I agree with his sentiment - you might say that RIA is to user interfaces as RPC is to messaging interfaces : more is not better. There probably will be a few years of smooth looking but hard to use (and harder to re-use) applications, while we wait for people to re-learn the basics of usability. I can only hope folks read Nielsen's UseIt column.

4 comments:

fuzzy said...

Hi Mike. Please elaborate. I don't get your point of view yet and want to.

http://wanderingbarque.com/nonintersecting/2007/05/14/the-beginning-of-the-end/

Patrick Logan said...

You might say that, but for Apollo and Flex you'd be wrong. These can use the same HTTP restful services that other web clients use.

Now just like Java and C#, etc. they can be used to connect to other kinds of services that are not "pure web". That is a choice, not a restriction.

Apollo and Flex just give you better options with what to do with the web resources being passed around. That is all. If you want to do this in Ajax, go right ahead.
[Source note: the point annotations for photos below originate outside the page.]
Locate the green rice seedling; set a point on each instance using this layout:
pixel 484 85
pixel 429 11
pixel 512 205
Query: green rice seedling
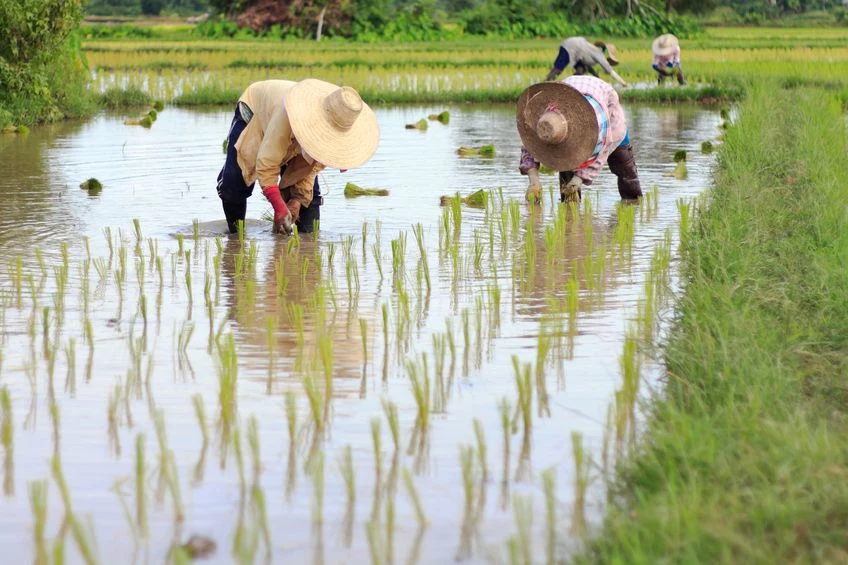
pixel 582 466
pixel 483 151
pixel 38 501
pixel 477 199
pixel 352 190
pixel 254 446
pixel 92 186
pixel 420 125
pixel 442 117
pixel 523 510
pixel 7 436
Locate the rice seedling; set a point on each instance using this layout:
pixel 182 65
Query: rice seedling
pixel 38 502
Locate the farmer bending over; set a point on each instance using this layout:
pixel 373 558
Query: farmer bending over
pixel 283 134
pixel 578 53
pixel 666 61
pixel 575 126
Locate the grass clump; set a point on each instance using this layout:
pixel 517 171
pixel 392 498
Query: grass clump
pixel 742 461
pixel 483 151
pixel 441 117
pixel 420 125
pixel 353 190
pixel 92 186
pixel 124 98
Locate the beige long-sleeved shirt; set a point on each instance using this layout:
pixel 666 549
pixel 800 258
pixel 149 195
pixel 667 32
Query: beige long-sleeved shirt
pixel 268 142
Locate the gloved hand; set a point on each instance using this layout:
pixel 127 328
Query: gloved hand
pixel 570 191
pixel 283 222
pixel 534 188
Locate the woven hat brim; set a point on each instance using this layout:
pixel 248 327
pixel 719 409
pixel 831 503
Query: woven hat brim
pixel 582 137
pixel 322 140
pixel 667 50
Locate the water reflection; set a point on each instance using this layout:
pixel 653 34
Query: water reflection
pixel 536 312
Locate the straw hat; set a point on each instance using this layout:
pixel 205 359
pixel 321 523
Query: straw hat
pixel 332 123
pixel 665 45
pixel 557 125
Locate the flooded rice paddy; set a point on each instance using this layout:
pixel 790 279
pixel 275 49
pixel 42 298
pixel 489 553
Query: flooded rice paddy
pixel 416 383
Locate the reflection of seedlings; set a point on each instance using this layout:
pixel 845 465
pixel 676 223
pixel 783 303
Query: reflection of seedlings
pixel 582 464
pixel 482 151
pixel 416 500
pixel 521 543
pixel 348 473
pixel 352 190
pixel 7 437
pixel 549 488
pixel 140 495
pixel 38 501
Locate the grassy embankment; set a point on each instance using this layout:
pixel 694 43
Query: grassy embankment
pixel 744 459
pixel 718 65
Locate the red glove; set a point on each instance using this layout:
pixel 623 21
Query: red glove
pixel 283 222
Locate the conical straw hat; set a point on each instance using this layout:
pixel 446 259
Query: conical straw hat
pixel 332 123
pixel 665 45
pixel 557 125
It's still the same HTTP stuff on the server.

Mike Dierken said...

The point I was making was not about these client toolkits being RESTful or not RESTful, but about rich user interfaces bringing more variety in the user interactions possible.
I do want to see richer user interfaces and non-browser 'internet applications' but I don't want to deal with dozens of similar but frustatingly and subtly different ways of interacting with the same sort of widget or the same sort of information, just because some low budget job shop tossed something out there.
There are common practices and user interface theory to help guide people, but not everyone knows this or follows those practices - not to mention that not everyone agrees on what 'good' user interface means.

I'm hoping that there will be a bunch of experimentation in the next few years and a few good ideas will surface and become very common - something that can be fed back into open standards to benefit everyone.

fuzzy said...

That is my view as well.

Creative destruction if you will. Cambrian explosion if you will. Evolution if you will. Ex post facto standardization if you will.